Organisation: Chris Donkin (UNSW) and Don van Ravenzwaaij (UoN)
Location: UoN, Callaghan Campus (precise location tbd)
Date: Friday 19 June 2015, 11AM-5PM
Cost: free (but bring your own laptop)
The application of Bayesian statistics is becoming more and more common in psychological research. Advantages include being able to quantify evidence in favour of the null hypothesis, monitoring evidence as data comes in (as opposed to having to specify your sample size a priori), and being able to quantify the relative support of one hypothesis over another.

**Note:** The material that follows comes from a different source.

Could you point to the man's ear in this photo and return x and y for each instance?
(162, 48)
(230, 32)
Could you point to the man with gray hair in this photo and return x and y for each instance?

In this workshop, we are going to focus on Bayesian parameter estimation. We will cover the basics of MCMC sampling and show how to implement such algorithms in practice for simple problems by means of the program WinBUGS. A working knowledge of Matlab or R is handy, but by no means necessary, as WinBUGS has its own graphical user interface.
We will be going through the first three chapters of Lee and Wagenmakers (2014). The first two parts of the book, associated code, and answers to questions can be downloaded freely at
To reduce the amount of troubleshooting required on the day, please ensure that when you arrive on the day you have
1) your own laptop, or someone with whom you can share.
2) already successfully installed WinBUGS (or JAGS) on that laptop. If you come across any issues, then the first couple of chapters of the book should help iron those out.
3) downloaded the materials available from the www.bayesmodels.com website, including the pdf of the book, and the associated code.
WinBUGS can be downloaded freely at: http://www.mrc-bsu.cam.ac.uk/software/bugs/the-bugs-project-winbugs/
Note that WinBUGS is, as the name suggests, a Windows-based application. People using a MacBook have two options:
1) Use a windows emulator - for advice on how to do this, see the end of Chapter 2 in the book.
2) use JAGS (downloaded freely at http://mcmc-jags.sourceforge.net/) instead of WinBUGS.
Jags is essentially identical to WinBUGS, but does not have a graphical user interface and thus needs to be used in conjunction with either Matlab or R.